December storms dumped 27 inches of natural snow at Mountain High, more than half of the 40 inches for all of last year, said John McColly, the resort’s marketing director.

At Mammoth Mountain, the state’s busiest ski resort, more than 140 inches of snow fell last month, the third-highest December total in its 49-year history.

Advance bookings for the 450 hotel rooms owned by Mammoth Mountain Ski Area for the first three months of this year are running 25% ahead of last year, said Kellie Hines, a company spokeswoman. The rest of the town, which has about 5,000 condominium units and rooms for rent, is 10% ahead of last year, according to the Mammoth Lakes Visitors Bureau.

Elsewhere, snowy conditions are providing benefits to local communities earlier than usual. Typically, November and December account for just 10% to 15% of the ski business.

“We have up to 10 feet of snow on the ground, and both resorts are in full operation,” said Maurer of Booth Creek.

Advertisement

At the Northstar and Sierra resorts, sales of season passes, which cost as much as $679 depending on the number of blackout dates, are running 200% ahead of last year. After a slow Thanksgiving and early December, bookings for Booth Creek’s 1,500 hotel rooms at Tahoe made up lost ground and ended about 2% ahead of the prior December, Maurer said.

Nature’s good fortune made it all the way down to the San Bernardino Mountains, which had only 3 feet of snowfall for all of last year. Already, several ski areas are reporting at least that amount on many runs.

Mid-December storms blanketed the Bear Mountain and Snow Summit ski resorts in Big Bear, reducing their traditional reliance on snow-making equipment to open for the holidays.
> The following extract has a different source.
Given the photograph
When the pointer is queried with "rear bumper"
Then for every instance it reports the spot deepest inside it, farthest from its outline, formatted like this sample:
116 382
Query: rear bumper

“In Southern California, you can’t ask for anything better than being 100% open by Christmas,” said Brad Farmer, spokesman for Bear Mountain Resorts, which owns the two ski areas.
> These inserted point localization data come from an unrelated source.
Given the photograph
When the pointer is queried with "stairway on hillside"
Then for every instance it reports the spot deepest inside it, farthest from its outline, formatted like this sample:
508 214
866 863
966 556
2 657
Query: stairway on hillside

“The more of the mountains we can open, the more lift tickets we can sell.”

The snow coverage also gave Southern California resorts a free -- and dramatic -- source of advertising in the form of spectacular city views of snowcapped peaks, said Julie Praytor, 18, a resort host and Wrightwood resident. If city dwellers “look up and see snow on the mountains, they’ll want to come up here,” she said. “That helps a lot.”
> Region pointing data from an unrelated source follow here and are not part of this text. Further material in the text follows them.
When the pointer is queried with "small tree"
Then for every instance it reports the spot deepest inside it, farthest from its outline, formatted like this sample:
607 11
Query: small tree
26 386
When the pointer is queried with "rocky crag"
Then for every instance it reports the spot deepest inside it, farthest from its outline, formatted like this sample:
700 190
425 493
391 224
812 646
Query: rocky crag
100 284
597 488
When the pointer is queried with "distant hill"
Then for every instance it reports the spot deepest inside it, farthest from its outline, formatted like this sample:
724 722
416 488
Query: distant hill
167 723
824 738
Already, locals like Praytor have noticed the spike in business, which she measured in terms most Southern Californians can relate to: traffic. Although she lives only seven miles from the resort, it takes her an hour to get home.

Advertisement

It is a problem local merchants are glad to have.

“We could not have done any better,” said Tom Johnson, general manager of the 150-room Northwoods Resort & Conference Center about a mile from Snow Summit in Big Bear. “We are probably running 15% ahead of last year for the season.

“The whole town has seen it,” Johnson said. “The whole village is packed. People are shopping. Hopefully it will stay that way.”

Of course, he and the industry executives are ever mindful of how fickle a friend the weather can be. It won’t be until February or March -- “the real winter” -- that California snowbirds and ski operators really will find out how snow-filled their new year will be.

Austin Pitts and his family don’t plan to wait.

Austin and his 14-year-old sister, Casondra, joined their dad, Jon, a 43-year-old contractor on the trek from southern Orange County to Mountain High 18 times last year.

Although that’s far more trips to the mountains than typical Southern California skiers make annually, it was a disappointment for the avid Pitts family. They hit the slopes 28 times in the 2000-01 season, when the snow was more plentiful.

“When we see a storm coming in, we’ll typically try to make plans coming up here because it’s so convenient, so close,” said Laury Pitts, Austin’s mother. “We’re planning to take some days off during the week when it’s slow. Just don’t tell their teachers.”